California leads the United States in inflation

The local inflation in the state of California is racing higher and quicker in the last decade and we could blame the price gasoline for that, but housing costs in the state are largely to blame.

At the national level, the consumer prices are barely moving, and inflation is chocking, reaching 1.8% in May last year. However, for the Californians, inflation is a different case.

According to the U.S. Bureau of Labor Statistics, there are multiple Californian metropolitan areas that saw the biggest jump in the Consumer price index (CPI) in May. San Diego recorded the highest jump, with inflation over the past year reaching 3.8%, followed by Los Angeles and the Orange Counties, where consumer prices rose 3.1%.

Inland Empire counties of San Bernardino and Riverside, the inflation index swarmed up to reach 2.9%. The San Francisco Bay Area saw consumer prices reaching 4%.

“Housing has a huge weight in the index,” said Lynn Reaser, chief economist of the Fermanian Business and Economic Institute at Point Loma Nazarene University in San Diego. “The problem is we are not building houses rapidly enough to accommodate the increase in demand.”

The Demand-Supply Chain

Part of these high inflation rates in the major metros of California are heightened by the supply of housing in the county.

To understand these statistics better, we have to understand the demand-supply chain. Most people are coming into the state from neighboring states, but, the supply side is torpefied.

However, much as we want to blame housing costs for inflation, there are unique factors that have made the situation in California worsen, from the shape of the coastline to prop 13, all of which have attached a fairly expensive price tag to the Californian dream.

Simply put, the state hasn’t built enough homes to keep up with the ever-growing demand. Is rent control a good or a bad thing? What about the effect of the NIMBYs on the supply chain?

All of these are issues we need to illuminate as far as the housing prices are concerned. However, one thing we can all agree on is that over the past few decades, California hasn’t been building enough houses to keep up with the demand.

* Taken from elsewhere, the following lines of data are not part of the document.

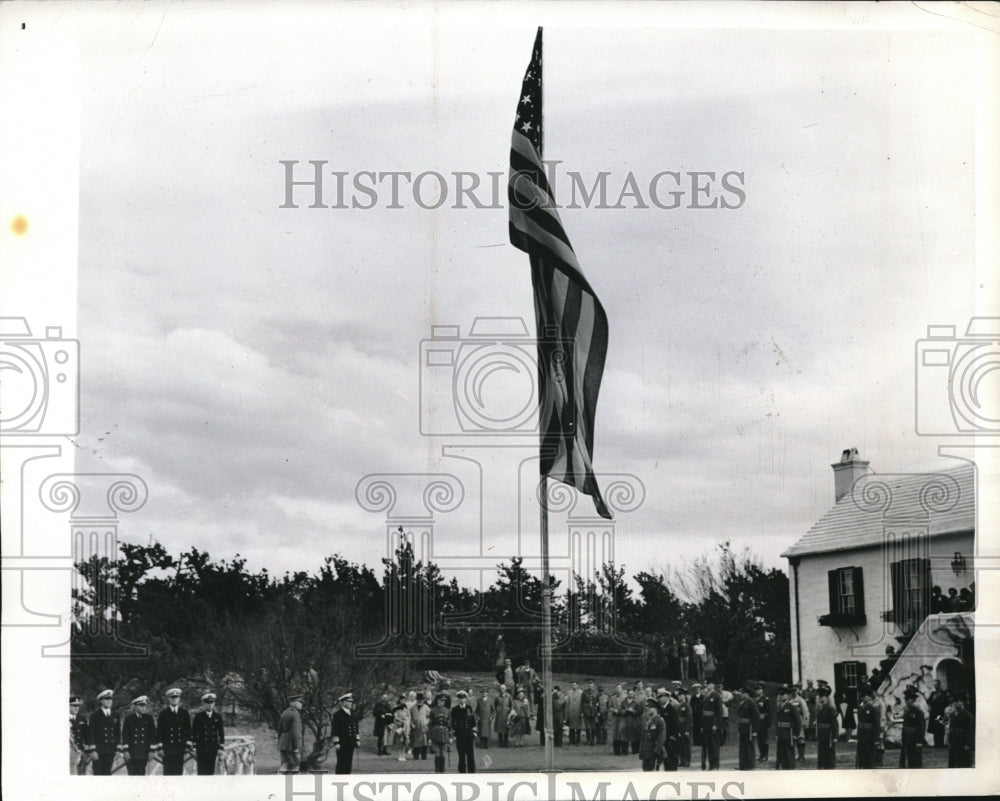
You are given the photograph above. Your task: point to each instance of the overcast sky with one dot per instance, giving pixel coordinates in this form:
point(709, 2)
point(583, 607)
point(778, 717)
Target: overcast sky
point(252, 363)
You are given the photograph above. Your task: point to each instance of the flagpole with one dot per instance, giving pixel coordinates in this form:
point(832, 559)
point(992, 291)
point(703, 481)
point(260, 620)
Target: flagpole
point(547, 683)
point(550, 754)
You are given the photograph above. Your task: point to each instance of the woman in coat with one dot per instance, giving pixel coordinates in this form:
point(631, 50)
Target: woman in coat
point(617, 720)
point(632, 730)
point(501, 711)
point(651, 748)
point(484, 718)
point(401, 728)
point(439, 731)
point(420, 718)
point(518, 718)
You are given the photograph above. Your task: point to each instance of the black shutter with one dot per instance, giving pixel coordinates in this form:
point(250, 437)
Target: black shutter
point(925, 590)
point(839, 680)
point(898, 591)
point(833, 577)
point(859, 592)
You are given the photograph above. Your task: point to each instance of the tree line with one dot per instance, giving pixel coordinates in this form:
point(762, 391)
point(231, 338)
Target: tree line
point(258, 638)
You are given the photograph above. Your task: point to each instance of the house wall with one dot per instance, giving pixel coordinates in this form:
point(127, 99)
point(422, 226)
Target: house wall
point(822, 646)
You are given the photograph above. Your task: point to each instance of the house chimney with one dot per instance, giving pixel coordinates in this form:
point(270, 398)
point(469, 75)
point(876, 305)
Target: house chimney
point(848, 470)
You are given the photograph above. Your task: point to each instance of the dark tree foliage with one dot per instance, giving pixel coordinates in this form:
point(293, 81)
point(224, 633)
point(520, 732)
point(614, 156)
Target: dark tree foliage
point(150, 620)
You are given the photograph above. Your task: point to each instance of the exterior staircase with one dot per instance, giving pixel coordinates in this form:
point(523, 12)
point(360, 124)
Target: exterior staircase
point(941, 649)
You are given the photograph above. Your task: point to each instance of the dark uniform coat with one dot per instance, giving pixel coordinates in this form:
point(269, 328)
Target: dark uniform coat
point(207, 732)
point(209, 736)
point(463, 724)
point(764, 724)
point(103, 738)
point(827, 731)
point(344, 731)
point(173, 731)
point(654, 735)
point(912, 740)
point(440, 728)
point(711, 724)
point(684, 726)
point(869, 735)
point(961, 737)
point(697, 704)
point(747, 716)
point(78, 727)
point(104, 732)
point(788, 723)
point(671, 726)
point(138, 735)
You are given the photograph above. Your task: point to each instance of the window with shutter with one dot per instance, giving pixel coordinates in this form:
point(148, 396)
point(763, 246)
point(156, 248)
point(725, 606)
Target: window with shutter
point(847, 605)
point(911, 593)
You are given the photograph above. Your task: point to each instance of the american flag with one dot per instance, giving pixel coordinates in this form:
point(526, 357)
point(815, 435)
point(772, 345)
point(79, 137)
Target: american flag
point(572, 327)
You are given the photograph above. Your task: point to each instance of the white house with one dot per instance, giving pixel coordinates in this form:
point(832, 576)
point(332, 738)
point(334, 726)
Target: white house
point(862, 579)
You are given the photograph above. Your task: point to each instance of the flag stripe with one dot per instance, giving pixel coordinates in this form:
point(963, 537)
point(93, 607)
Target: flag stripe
point(571, 324)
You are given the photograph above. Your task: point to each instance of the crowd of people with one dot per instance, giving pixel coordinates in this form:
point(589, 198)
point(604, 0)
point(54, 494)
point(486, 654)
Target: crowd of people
point(97, 739)
point(958, 599)
point(661, 727)
point(664, 727)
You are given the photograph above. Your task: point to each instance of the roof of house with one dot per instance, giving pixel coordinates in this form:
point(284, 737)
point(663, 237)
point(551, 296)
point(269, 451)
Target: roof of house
point(945, 501)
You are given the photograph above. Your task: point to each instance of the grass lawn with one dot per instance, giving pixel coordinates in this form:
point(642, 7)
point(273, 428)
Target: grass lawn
point(531, 757)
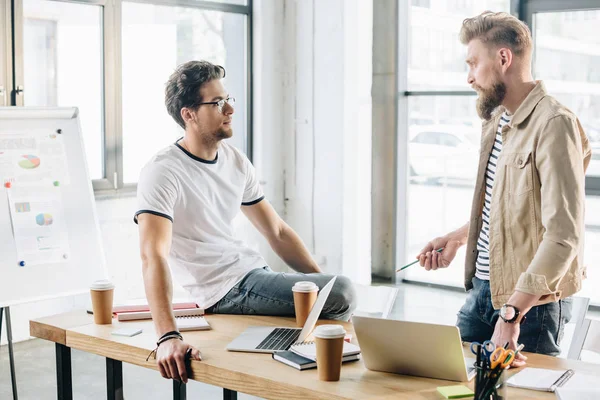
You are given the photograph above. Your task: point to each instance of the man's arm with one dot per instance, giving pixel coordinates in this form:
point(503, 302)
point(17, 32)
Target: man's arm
point(155, 243)
point(283, 240)
point(430, 259)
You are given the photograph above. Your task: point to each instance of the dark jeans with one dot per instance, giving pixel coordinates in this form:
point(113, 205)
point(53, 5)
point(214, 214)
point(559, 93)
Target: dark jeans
point(264, 292)
point(541, 332)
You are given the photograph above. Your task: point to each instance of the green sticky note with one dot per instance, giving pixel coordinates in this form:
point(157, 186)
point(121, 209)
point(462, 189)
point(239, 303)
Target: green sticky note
point(455, 392)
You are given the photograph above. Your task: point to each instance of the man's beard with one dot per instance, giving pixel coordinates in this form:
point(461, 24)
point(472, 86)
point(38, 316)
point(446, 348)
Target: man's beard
point(222, 133)
point(490, 99)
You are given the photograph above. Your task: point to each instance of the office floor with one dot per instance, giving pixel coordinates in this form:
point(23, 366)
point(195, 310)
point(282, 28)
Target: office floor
point(36, 374)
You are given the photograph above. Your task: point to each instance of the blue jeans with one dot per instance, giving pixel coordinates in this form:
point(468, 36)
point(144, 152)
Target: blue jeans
point(264, 292)
point(541, 332)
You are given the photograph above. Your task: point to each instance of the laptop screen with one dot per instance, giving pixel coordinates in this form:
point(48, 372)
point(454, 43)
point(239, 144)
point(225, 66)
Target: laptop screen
point(315, 312)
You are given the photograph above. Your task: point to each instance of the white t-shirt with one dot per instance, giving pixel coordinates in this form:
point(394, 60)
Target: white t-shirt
point(202, 198)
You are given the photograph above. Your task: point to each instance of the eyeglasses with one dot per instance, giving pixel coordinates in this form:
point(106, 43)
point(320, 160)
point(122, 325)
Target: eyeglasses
point(221, 103)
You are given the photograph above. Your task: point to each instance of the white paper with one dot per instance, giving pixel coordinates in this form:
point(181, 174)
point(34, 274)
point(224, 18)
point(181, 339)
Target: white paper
point(38, 224)
point(33, 157)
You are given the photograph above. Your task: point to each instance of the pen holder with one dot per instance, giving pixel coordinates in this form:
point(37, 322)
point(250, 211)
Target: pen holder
point(489, 387)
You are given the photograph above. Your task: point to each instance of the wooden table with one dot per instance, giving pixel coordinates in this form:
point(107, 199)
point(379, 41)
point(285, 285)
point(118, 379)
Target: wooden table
point(255, 374)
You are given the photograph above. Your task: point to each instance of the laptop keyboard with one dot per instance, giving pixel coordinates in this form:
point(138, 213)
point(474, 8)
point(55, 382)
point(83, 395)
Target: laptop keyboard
point(280, 339)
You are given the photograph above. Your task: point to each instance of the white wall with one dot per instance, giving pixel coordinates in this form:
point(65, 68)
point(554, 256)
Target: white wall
point(312, 82)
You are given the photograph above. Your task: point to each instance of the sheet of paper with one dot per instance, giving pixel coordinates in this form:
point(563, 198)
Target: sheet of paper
point(33, 157)
point(38, 224)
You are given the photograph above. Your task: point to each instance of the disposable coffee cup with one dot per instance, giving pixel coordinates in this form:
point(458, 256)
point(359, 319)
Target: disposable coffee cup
point(102, 297)
point(329, 340)
point(305, 296)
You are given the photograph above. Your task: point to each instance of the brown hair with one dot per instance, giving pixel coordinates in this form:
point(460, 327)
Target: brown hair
point(183, 87)
point(498, 29)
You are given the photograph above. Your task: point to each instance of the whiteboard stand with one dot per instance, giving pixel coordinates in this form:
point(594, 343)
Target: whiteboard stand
point(11, 356)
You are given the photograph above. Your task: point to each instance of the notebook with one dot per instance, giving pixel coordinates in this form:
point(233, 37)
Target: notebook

Even when the construction was booming in the mid-2000s, new homes weren’t being built in the coastal cities where many people now work. While construction in places like the Inland Empire and the Central Valley crazed, places like L.A and San Francisco flatlined which explains the variations in the inflation rates.

Tight Labor Market

The demand for housing stems from a growing economy. The fact that these metros experience high inflation rates is a reflection that the economic activities in these areas are robust, putting upward pressure on the prices.

The mandated minimum-wage increases and the tight labor market are also putting pressure on the employers to pay higher wages too, to counter, they are passing at least some of that pressure along to the consumers. California’s economy in April last year saw a forward surge, as employers added 46,000 net jobs as the unemployment rates held steady at 4.3%.

Wage growth has also been growing, with the average hourly earnings growing by 5.2% in April. The average hourly earnings in Los Angeles and the orange Counties rose 7% from a year earlier, reaching $31.60. In the Inland Empire, wages grew 6.2%, while in San Diego County, the wages were essentially flat.

Rising prices of gasoline among other consumer prices rose. The index of the L.A-O.C gasoline pump prices rose at an 18% yearly pace in April, which is the biggest jump since November 2011, forcing drivers to pay more, largely due to the surging crude oil prices, and the new state gasoline tax.

Overall, according to the data from the Bureau of Labor Statistics,  the inflation rates in L.A and Orange Counties moderated since 2018, where the annual average in the consumer prices was 3.8%.

There were several high-profile bills that died in 2019 among them is Senate Bill 50, which would have allowed at least four units of parcels in most single-family neighborhoods across the state.

An increase in the CPI can have far-reaching consequences for the renters in rent-controlled buildings, as cities tend to peg allowably increased to the inflation measures.